La guerra entre Estados Unidos e Irán está provocando una crisis energética global, luego de que el conflicto militar interrumpiera una de las rutas petroleras más importantes del mundo.

El problema se concentra en el estrecho de Ormuz, una vía marítima por donde normalmente pasa cerca del 20 % del petróleo que se comercia en el planeta. Tras los ataques y amenazas de Irán, el tráfico de buques petroleros se desplomó, afectando gravemente el suministro mundial de crudo. 

Como consecuencia, los mercados energéticos reaccionaron de inmediato:

  • El precio del petróleo superó los 100 dólares por barril, su nivel más alto en varios años.  
  • El Brent incluso llegó a acercarse a 120 dólares, impulsado por el temor a una escasez global.  

Según reportes del New York Times, la administración de Donald Trump habría subestimado el impacto que tendría la guerra en el mercado energético, así como la capacidad de Irán para responder atacando infraestructura petrolera y afectando el transporte marítimo. 

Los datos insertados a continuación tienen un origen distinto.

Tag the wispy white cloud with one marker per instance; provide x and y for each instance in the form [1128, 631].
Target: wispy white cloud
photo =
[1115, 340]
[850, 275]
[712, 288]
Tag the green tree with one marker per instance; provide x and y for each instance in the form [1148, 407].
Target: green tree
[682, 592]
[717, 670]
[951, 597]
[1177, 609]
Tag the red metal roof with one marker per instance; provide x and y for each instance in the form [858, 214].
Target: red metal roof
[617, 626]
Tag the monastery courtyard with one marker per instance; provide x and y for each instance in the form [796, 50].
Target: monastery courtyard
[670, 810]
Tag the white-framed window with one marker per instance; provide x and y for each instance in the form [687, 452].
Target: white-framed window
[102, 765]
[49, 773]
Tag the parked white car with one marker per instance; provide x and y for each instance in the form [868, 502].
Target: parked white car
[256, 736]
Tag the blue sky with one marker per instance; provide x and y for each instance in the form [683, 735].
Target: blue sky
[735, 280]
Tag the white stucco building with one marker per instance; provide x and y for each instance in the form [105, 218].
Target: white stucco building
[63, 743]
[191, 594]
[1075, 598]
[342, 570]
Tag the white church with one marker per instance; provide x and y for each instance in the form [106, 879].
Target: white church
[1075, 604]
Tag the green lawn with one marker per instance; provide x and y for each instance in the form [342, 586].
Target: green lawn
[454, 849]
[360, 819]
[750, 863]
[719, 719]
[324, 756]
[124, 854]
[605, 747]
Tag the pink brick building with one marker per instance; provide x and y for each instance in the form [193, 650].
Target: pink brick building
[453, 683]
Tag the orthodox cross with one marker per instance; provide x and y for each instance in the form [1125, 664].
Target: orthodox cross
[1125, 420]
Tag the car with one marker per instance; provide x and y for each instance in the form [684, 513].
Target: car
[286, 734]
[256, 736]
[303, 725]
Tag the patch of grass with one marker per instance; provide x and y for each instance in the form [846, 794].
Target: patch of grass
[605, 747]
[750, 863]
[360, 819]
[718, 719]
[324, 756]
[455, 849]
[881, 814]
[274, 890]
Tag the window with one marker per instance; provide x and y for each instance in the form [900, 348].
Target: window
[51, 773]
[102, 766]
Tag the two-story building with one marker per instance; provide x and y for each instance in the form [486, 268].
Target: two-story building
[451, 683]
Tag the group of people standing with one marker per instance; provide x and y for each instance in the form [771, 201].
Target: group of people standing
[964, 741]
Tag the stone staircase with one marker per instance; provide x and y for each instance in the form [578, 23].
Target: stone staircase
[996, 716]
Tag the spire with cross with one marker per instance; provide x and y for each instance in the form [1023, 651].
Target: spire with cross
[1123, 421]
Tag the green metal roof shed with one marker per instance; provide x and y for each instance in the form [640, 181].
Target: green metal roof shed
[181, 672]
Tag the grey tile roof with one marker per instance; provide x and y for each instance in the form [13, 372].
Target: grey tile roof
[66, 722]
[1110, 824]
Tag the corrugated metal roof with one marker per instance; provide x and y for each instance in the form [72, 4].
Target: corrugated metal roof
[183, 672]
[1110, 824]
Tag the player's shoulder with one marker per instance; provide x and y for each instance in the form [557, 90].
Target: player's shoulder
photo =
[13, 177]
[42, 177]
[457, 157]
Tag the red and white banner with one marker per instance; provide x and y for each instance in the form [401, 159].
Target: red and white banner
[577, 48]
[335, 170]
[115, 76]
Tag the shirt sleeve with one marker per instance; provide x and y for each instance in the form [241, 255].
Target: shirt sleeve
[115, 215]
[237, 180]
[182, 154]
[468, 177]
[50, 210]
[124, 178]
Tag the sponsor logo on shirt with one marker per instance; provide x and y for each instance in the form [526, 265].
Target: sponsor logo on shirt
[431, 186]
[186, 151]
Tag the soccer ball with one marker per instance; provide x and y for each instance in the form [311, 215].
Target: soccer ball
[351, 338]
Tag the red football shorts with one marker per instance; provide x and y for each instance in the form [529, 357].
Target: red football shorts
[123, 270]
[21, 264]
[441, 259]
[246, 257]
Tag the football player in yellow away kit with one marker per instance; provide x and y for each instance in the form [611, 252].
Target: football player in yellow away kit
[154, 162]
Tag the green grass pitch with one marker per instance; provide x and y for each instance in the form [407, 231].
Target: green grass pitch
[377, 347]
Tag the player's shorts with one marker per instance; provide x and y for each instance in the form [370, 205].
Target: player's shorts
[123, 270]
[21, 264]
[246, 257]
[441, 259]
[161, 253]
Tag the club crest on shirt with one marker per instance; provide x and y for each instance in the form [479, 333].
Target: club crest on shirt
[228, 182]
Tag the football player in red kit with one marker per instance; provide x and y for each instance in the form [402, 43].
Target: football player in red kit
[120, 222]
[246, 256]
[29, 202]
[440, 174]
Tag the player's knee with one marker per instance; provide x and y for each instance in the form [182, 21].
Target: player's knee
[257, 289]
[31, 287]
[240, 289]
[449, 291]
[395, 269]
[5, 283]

Irán ha utilizado el petróleo como arma económica, atacando barcos y amenazando con bloquear el paso por Ormuz para presionar a Estados Unidos y a sus aliados. Esta estrategia busca generar presión internacional mediante el aumento de precios y el caos en los mercados energéticos. 

El conflicto, iniciado el 28 de febrero de 2026 tras ataques de Estados Unidos e Israel contra objetivos iraníes, ya está teniendo efectos económicos globales:

  • subida de precios de combustibles,
  • volatilidad en bolsas internacionales,
  • riesgo de inflación y desaceleración económica.  

Incluso países exportadores como México están viendo impactos: el petróleo mexicano ya superó los 90 dólares por barril, mientras el gobierno analiza medidas para evitar que suba demasiado el precio de la gasolina.